Para este ano, a JHSF tem diversos investimentos relevantes, o maior deles sendo a obra do Shops Faria Lima, o novo shopping na esquina da Brigadeiro Faria Lima com a Leopoldo Couto Magalhães que deve ficar pronto no início de 2027.
Outros investimentos relevantes incluem a expansão do Catarina, que vai chegar a nove hangares; a expansão do shopping Cidade Jardim, que vai ampliar a ABL em 3,5 mil metros quadrados; e a construção de novas residências para locação.
No total, a JHSF espera fazer um capex de R$ 350 milhões este ano, comparado aos R$ 500 milhões que fez no ano passado. A companhia também anunciou recentemente que aumentou seu guidance de dividendo.
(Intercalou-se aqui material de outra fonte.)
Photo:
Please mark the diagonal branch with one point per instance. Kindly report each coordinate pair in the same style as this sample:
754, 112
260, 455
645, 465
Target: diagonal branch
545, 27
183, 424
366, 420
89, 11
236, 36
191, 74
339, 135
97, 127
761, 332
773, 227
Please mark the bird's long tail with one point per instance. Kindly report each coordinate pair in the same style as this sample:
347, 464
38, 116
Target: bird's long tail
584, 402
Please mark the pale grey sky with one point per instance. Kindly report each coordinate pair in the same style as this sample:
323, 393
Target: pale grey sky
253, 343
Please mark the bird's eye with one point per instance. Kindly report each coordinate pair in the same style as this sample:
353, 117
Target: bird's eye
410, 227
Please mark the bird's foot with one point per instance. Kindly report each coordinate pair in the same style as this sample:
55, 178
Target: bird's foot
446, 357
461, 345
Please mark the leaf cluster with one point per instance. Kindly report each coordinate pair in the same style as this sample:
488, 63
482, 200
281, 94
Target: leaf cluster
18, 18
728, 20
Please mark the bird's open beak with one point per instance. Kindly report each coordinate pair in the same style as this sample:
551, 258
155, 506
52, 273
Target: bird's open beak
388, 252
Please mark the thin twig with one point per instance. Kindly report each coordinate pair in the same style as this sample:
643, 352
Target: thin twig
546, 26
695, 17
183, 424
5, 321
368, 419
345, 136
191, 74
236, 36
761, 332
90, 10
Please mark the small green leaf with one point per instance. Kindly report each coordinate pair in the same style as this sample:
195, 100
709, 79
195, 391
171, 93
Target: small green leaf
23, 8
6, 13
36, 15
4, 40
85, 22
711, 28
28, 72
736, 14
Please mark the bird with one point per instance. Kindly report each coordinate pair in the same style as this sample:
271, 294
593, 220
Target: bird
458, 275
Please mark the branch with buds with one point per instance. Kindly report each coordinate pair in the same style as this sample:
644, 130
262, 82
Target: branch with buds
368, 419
A expectativa é distribuir R$ 550 milhões este ano, comparado aos R$ 250 milhões do ano passado.
Na apresentação a investidores, a JHSF vai mostrar pela primeira vez um exercício estimando o valor que ela acha que seria justo para a companhia, considerando o crescimento do EBITDA nos próximos anos e os múltiplos que empresas comparáveis negociam na Bolsa, no Brasil e no exterior.
A companhia estima que o EBITDA de seus negócios recorrentes, que foi de R$ 658 milhões no ano passado, chegue a R$ 1 bilhão no final de 2027. Esse crescimento virá das inaugurações de novos shoppings e da expansão do Cidade Jardim; da inauguração de sete novos hotéis Fasano e onze novos restaurantes; da expansão dos hangares do Catarina; e das novas residências.
Usando essas métricas, na visão da própria empresa a JHSF deveria valer de R$ 15 bilhões a R$ 20 bilhões, já que seus peers nacionais (como Multiplan e Allos) negociam a uma média de 15x, enquanto peers internacionais como a LVMH negociam a 20x.
Hoje a companhia vale R$ 6 bilhões na Bolsa, negociando a cerca de 10x EBITDA.
Na vertical de shoppings, o quarto tri foi o nono consecutivo com vendas crescentes acima de dois dígitos. No trimestre, as vendas cresceram 13%, para R$ 4,7 bilhões.
A companhia anunciou ainda a chegada de cinco novas marcas no Cidade Jardim que vão ocupar parte dos espaços da expansão. A principal delas é a Loro Piana, que vai abrir sua primeira loja na América Latina. As outras marcas são Chanel, Fusalp, James Perse e Alaia — as últimas três também vão abrir suas primeiras lojas na região.